Mitochondrial membrane potential disruption pattern in human sperm.

BACKGROUND: Loss of mitochondrial membrane potential (DeltaPsi(m)) in spermatozoa is correlated with high levels of reactive oxygen species in semen, abnormal spermiogram parameters, and low success rates of IVF. In somatic cells, the loss of DeltaPsi(m) is primarily associated with several mechanisms of cell death, mainly the activation of caspases. The impact of mitochondrial dysfunction on sperm function is still not fully elucidated, although disruption of DeltaPsi(m) and activation of caspases are processes thoroughly studied in human ejaculates. Disruption of DeltaPsi(m) in sperm can be externally triggered by the antineoplastic agent betulinic acid (BA). In this study, we determined whether caspase activation is necessary for the BA-induced disruption of DeltaPsi(m) in human sperm.

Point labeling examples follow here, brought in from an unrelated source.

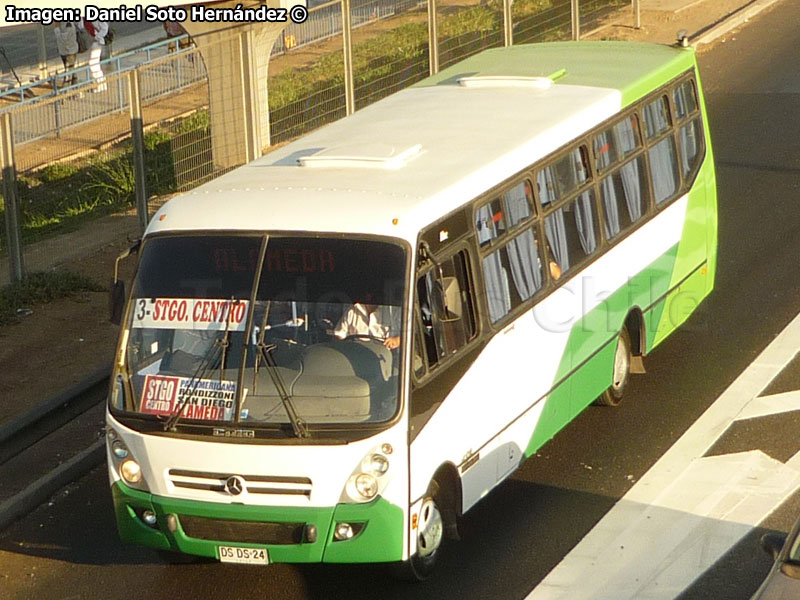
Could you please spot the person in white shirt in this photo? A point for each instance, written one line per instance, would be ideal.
(97, 31)
(376, 320)
(67, 42)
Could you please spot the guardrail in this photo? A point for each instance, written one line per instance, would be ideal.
(36, 118)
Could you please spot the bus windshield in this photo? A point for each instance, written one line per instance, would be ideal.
(319, 345)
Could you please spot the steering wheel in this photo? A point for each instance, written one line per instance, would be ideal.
(363, 336)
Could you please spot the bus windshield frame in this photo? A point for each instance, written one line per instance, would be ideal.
(253, 335)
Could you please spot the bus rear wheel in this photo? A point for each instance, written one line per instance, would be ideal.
(621, 371)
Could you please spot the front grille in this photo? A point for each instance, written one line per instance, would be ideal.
(276, 485)
(243, 532)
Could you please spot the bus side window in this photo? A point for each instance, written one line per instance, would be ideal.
(690, 127)
(446, 308)
(662, 153)
(623, 189)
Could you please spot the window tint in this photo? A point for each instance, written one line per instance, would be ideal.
(512, 274)
(685, 99)
(616, 143)
(571, 232)
(624, 195)
(446, 308)
(513, 207)
(656, 117)
(491, 222)
(691, 140)
(563, 177)
(664, 169)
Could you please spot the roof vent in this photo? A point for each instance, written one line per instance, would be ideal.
(503, 81)
(369, 156)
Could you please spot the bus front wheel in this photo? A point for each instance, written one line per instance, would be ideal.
(621, 371)
(430, 535)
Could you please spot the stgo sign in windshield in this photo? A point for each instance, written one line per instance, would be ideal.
(190, 313)
(207, 399)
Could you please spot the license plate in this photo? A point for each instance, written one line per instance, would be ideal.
(249, 556)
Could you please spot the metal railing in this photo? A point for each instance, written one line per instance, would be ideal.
(78, 104)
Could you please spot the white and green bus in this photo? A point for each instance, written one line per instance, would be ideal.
(530, 222)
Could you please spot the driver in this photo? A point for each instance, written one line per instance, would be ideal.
(376, 320)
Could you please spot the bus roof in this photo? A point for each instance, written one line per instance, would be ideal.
(401, 163)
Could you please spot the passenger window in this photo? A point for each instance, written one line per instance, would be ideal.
(656, 117)
(447, 309)
(691, 140)
(624, 194)
(491, 222)
(512, 274)
(685, 99)
(616, 143)
(664, 169)
(571, 232)
(563, 177)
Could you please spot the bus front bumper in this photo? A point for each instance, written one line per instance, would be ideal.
(289, 534)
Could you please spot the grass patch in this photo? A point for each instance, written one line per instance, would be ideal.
(40, 288)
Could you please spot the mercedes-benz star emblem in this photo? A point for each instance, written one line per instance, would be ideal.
(234, 485)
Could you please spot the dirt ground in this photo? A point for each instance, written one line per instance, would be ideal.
(64, 341)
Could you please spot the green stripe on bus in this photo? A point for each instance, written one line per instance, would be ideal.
(380, 540)
(632, 68)
(597, 330)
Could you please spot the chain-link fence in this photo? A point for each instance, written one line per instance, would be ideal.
(70, 171)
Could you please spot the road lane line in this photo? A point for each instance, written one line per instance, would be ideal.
(686, 511)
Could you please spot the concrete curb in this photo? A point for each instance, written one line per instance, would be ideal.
(39, 491)
(22, 421)
(732, 21)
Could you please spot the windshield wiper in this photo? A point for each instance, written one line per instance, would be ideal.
(298, 425)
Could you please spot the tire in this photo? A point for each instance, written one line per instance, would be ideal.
(621, 372)
(430, 537)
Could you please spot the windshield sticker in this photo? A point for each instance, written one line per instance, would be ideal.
(209, 400)
(190, 313)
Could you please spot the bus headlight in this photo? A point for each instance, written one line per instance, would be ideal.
(378, 464)
(367, 486)
(119, 450)
(122, 461)
(370, 478)
(130, 471)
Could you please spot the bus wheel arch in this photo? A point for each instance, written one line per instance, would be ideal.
(635, 325)
(437, 520)
(620, 370)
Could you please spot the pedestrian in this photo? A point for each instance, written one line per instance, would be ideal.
(175, 29)
(97, 31)
(67, 41)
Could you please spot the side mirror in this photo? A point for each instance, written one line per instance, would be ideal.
(773, 543)
(116, 301)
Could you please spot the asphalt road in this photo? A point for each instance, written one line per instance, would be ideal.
(69, 548)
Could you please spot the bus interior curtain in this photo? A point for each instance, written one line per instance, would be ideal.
(626, 142)
(526, 268)
(608, 191)
(584, 222)
(497, 292)
(522, 253)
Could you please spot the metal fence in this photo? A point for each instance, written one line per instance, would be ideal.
(82, 167)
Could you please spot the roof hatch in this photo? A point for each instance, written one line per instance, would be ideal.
(501, 81)
(369, 156)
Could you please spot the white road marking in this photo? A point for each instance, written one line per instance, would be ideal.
(686, 511)
(770, 405)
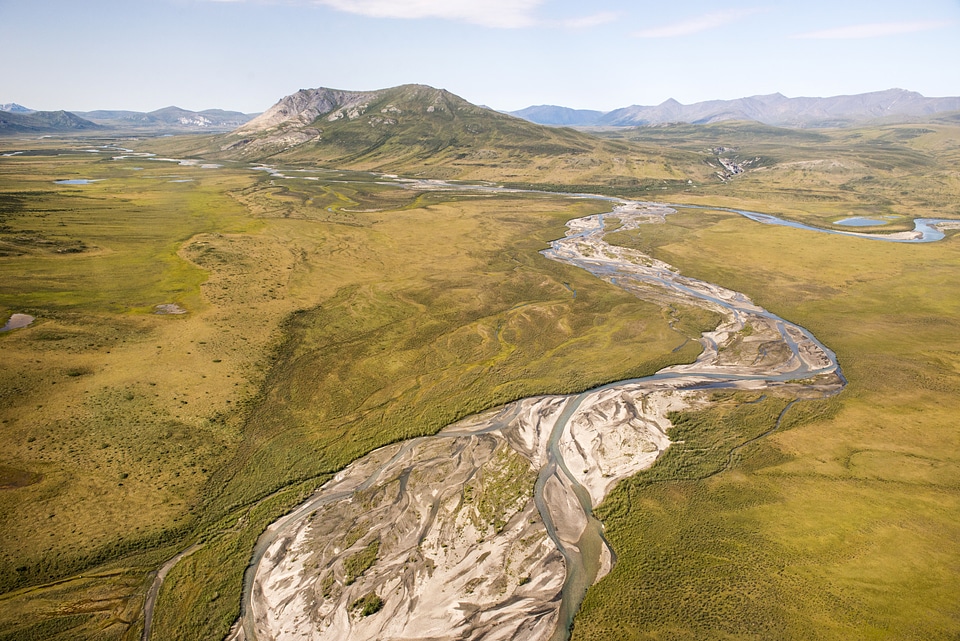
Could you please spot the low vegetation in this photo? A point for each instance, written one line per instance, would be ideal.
(837, 525)
(323, 319)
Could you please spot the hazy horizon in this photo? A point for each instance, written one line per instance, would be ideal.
(244, 55)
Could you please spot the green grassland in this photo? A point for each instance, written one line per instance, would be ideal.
(820, 176)
(323, 319)
(327, 317)
(419, 131)
(842, 524)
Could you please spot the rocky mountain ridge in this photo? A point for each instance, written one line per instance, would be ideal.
(772, 109)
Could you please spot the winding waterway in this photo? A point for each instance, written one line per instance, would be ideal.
(440, 574)
(446, 565)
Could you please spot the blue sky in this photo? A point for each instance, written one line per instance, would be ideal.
(508, 54)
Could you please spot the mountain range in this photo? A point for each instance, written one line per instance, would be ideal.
(166, 120)
(308, 105)
(773, 109)
(43, 122)
(418, 130)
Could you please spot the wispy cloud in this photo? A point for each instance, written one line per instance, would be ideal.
(696, 25)
(872, 30)
(504, 14)
(594, 20)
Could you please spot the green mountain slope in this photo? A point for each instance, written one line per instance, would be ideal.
(416, 129)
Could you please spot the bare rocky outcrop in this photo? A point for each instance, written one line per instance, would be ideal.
(305, 106)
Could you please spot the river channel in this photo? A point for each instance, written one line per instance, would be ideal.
(440, 571)
(486, 530)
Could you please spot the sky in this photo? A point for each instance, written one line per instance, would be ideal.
(244, 55)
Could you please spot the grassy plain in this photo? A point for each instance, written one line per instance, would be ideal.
(820, 176)
(842, 523)
(326, 317)
(323, 318)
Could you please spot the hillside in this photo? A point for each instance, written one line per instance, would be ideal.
(169, 119)
(43, 122)
(420, 130)
(773, 109)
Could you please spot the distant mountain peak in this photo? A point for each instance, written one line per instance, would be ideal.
(778, 110)
(13, 107)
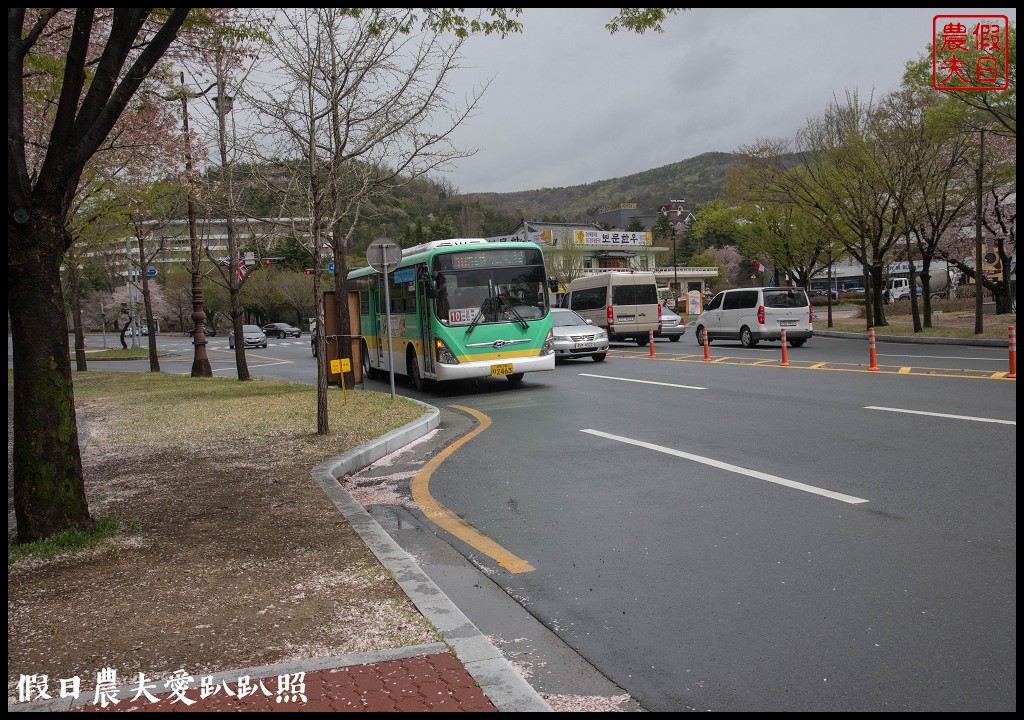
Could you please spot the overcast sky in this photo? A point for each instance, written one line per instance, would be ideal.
(570, 103)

METHODS: Viable and highly motile sperm cells were selected through a swim-up process and incubated with 90 microg/ml BA. To elucidate the caspase dependency of BA-triggered disruption of DeltaPsi(m), we used the pan-caspase inhibitor zVAD-fmk and the caspase-3/7 inhibitor DEVD-cho.

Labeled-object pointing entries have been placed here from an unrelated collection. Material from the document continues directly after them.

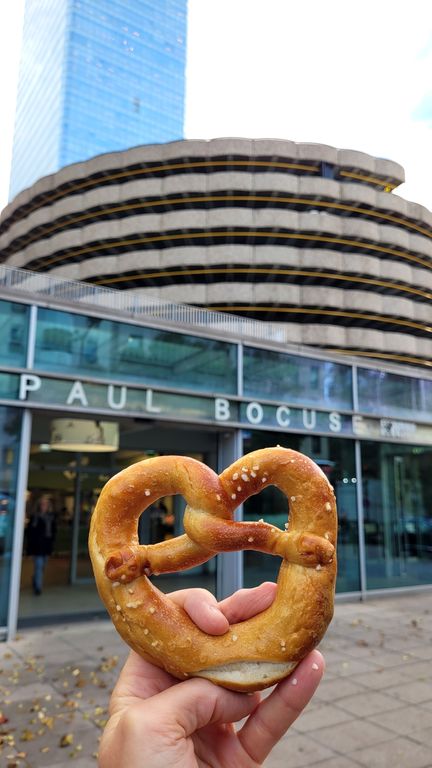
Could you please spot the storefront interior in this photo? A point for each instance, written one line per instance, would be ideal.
(71, 482)
(394, 494)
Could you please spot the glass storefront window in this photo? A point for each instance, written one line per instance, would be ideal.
(10, 429)
(90, 346)
(14, 320)
(388, 394)
(294, 379)
(337, 459)
(397, 498)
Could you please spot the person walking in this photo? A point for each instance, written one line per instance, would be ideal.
(40, 537)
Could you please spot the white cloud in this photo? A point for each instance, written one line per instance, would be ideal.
(337, 72)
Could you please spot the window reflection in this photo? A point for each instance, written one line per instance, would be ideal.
(10, 429)
(388, 394)
(397, 498)
(296, 379)
(13, 329)
(107, 349)
(337, 460)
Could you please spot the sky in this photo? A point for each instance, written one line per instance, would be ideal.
(354, 75)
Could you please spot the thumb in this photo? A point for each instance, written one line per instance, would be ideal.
(196, 703)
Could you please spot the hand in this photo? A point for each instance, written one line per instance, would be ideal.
(156, 721)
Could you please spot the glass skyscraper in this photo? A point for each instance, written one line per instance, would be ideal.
(96, 76)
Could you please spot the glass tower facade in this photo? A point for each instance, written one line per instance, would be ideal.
(96, 76)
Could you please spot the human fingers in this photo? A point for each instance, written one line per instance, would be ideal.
(277, 713)
(196, 703)
(138, 679)
(213, 617)
(202, 607)
(245, 603)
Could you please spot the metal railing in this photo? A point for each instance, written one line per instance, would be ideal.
(47, 287)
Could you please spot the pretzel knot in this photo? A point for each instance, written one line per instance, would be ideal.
(252, 654)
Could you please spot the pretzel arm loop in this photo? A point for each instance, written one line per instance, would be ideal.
(177, 554)
(227, 535)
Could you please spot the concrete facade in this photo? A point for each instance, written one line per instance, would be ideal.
(301, 234)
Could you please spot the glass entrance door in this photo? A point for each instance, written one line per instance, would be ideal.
(398, 514)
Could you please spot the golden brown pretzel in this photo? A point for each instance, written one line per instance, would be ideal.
(253, 654)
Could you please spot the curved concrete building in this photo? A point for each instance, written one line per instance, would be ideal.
(301, 234)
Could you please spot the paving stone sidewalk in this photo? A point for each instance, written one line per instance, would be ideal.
(373, 708)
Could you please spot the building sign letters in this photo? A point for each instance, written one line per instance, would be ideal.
(37, 390)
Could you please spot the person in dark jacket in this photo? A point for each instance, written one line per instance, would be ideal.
(40, 536)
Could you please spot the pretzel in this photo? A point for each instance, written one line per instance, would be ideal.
(252, 654)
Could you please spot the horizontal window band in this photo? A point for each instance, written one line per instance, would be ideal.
(345, 318)
(195, 238)
(408, 359)
(255, 274)
(211, 201)
(203, 165)
(123, 175)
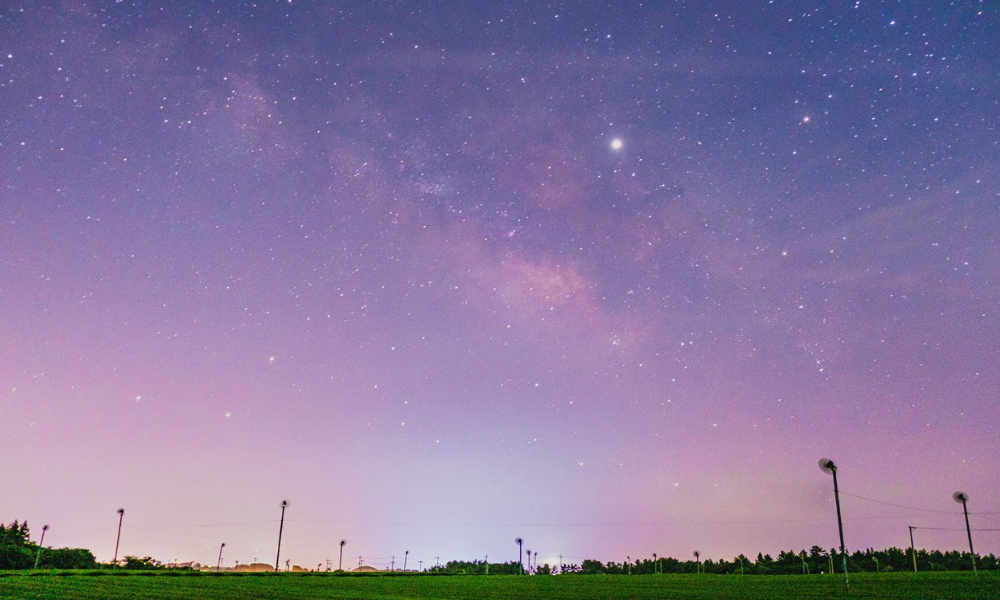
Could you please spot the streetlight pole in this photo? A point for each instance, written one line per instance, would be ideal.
(121, 515)
(41, 542)
(520, 555)
(281, 528)
(964, 498)
(828, 465)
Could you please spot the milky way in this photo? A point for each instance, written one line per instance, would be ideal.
(444, 274)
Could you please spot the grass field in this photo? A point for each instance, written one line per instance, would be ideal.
(153, 585)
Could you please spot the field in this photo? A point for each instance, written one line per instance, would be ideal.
(154, 585)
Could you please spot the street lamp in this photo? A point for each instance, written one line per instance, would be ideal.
(828, 466)
(964, 498)
(121, 515)
(38, 557)
(281, 528)
(520, 555)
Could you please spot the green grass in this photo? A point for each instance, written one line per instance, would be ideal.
(150, 585)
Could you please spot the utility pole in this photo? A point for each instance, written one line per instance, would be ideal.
(964, 498)
(41, 542)
(281, 528)
(121, 515)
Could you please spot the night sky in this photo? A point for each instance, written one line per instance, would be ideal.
(611, 278)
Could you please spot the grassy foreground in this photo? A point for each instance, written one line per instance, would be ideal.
(153, 585)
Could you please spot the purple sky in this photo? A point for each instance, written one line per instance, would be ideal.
(443, 274)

RESULTS: Exposing highly motile sperm to BA caused a specific disruption of DeltaPsi(m) (P < 0.001 versus control) and a corresponding increase in caspase-3/7 activity (P < 0.001 versus control). Pre-incubation of the sperm with zVAD-fmk or DEVD-cho only partially inhibited BA-induced loss of DeltaPsi(m) (P < 0.05 versus control).
CONCLUSION: We found that caspases directly participate in the loss of DeltaPsi(m) caused by BA in human sperm cells. However, caspase-independent pathways may also be present.